I'm not sure if I am right or what to do next.

I have to write and solve equation that tells me the number of minutes for which the cost of both phone companies is equal.

Phone company. Charges
Comp.A. 36cents plus 3 cnts per min.

Comp.B 6cents per minute

I have

A= 0.03m+ 0.36
B= 0.06

B should be B = .06m

so you want them equal.
.06m = .03m + .36

solve for m

Thank you reiny

To find the number of minutes for which the cost of both phone companies is equal, we need to set up an equation where the cost of each company is equal. Let's assume the number of minutes is represented by a variable, 'm'.

The cost for Company A (Comp.A) is given by: 36 cents (fixed charge) + 3 cents per minute. So, the cost equation for Comp.A is: Cost_A = 36 + 3m cents.

The cost for Company B (Comp.B) is given by: 6 cents per minute.

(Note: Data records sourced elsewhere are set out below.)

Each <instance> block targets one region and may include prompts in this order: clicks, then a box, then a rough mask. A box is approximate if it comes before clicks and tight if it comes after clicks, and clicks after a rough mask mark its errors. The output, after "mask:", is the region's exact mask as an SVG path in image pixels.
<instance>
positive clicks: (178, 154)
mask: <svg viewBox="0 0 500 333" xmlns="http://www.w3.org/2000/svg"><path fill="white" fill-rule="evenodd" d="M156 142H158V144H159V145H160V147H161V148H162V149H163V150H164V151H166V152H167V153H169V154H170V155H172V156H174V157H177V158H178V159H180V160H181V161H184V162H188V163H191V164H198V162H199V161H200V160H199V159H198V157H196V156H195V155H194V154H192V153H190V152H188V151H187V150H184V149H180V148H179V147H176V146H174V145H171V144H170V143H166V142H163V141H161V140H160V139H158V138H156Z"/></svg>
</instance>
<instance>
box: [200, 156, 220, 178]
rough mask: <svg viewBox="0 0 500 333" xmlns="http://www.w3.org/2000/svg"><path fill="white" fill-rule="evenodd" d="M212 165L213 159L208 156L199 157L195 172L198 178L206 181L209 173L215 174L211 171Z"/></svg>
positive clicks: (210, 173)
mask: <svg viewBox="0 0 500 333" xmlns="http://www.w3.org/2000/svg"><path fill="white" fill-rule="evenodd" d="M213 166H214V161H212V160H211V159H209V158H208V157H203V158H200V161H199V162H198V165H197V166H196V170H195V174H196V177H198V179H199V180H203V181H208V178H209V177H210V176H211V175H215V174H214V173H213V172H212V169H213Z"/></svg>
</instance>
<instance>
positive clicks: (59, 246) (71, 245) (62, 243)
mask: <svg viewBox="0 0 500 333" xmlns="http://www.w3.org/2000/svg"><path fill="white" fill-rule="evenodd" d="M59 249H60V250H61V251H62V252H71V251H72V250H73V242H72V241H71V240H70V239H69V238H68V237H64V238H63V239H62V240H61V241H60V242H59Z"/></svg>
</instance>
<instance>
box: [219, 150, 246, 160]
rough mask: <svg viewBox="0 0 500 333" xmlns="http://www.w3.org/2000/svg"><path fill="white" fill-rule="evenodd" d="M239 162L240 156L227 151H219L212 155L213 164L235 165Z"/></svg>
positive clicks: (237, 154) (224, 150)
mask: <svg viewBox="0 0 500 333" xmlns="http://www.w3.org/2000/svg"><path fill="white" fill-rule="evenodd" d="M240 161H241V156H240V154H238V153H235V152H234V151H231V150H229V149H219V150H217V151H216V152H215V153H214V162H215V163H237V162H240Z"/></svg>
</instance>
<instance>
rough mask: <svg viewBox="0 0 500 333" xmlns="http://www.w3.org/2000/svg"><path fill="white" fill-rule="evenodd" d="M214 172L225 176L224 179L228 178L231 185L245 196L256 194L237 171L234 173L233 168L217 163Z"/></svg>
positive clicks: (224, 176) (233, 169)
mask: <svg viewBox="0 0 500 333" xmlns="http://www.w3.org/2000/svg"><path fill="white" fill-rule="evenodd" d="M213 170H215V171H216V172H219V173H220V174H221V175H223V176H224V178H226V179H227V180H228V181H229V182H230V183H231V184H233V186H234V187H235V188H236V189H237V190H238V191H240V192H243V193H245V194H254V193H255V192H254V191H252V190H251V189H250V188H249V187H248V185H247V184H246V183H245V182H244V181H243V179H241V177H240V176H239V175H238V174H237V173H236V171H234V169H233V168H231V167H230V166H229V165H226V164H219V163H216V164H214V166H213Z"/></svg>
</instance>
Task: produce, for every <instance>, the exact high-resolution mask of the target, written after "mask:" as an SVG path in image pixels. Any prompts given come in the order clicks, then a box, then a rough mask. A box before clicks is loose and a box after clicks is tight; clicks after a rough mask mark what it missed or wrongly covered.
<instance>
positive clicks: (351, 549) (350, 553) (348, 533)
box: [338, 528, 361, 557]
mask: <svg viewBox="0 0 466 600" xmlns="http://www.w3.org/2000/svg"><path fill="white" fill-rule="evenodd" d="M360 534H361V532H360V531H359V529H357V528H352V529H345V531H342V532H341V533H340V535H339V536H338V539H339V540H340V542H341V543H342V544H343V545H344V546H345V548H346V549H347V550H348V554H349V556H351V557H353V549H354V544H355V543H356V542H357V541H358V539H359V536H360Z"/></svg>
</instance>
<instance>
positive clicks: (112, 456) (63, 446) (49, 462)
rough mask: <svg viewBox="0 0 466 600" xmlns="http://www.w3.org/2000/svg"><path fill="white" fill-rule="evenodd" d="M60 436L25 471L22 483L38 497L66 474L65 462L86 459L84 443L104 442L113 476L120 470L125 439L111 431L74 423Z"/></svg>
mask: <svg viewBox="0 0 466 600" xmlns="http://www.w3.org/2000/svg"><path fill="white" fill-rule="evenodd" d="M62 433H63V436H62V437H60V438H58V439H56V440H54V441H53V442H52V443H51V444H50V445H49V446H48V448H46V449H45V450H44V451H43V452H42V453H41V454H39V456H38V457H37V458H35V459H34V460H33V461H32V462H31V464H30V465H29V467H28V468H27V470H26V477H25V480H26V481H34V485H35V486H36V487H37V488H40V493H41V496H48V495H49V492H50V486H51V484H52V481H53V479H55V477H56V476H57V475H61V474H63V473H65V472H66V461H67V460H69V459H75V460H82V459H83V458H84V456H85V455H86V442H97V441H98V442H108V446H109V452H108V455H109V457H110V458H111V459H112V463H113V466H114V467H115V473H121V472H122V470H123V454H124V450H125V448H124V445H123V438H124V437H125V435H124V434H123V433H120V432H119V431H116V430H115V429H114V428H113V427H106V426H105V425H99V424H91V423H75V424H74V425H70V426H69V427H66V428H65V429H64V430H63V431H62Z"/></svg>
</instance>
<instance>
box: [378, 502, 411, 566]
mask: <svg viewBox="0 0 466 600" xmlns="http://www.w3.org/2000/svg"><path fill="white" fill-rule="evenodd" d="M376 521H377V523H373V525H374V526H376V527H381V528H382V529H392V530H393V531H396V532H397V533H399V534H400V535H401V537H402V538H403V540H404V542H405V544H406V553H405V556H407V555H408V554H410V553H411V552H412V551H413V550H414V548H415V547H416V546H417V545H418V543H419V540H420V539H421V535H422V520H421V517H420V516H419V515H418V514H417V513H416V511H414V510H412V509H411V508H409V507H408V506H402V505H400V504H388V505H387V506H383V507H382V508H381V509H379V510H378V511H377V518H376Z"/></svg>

So, the cost equation for Comp.B is: Cost_B = 6m cents.

To find the number of minutes for which the costs are equal, we need to solve the equation: Cost_A = Cost_B.

Setting the two cost equations equal to each other:
36 + 3m = 6m.

Now, we can solve this equation to find the value of 'm' (the number of minutes).

First, let's move all the 'm' terms to one side:
36 = 6m - 3m.

Combining like terms:
36 = 3m.

Now, divide both sides of the equation by 3 to isolate 'm':
36/3 = 3m/3.

Simplifying:
12 = m.

Therefore, the number of minutes for which the cost of both phone companies is equal is 12 minutes.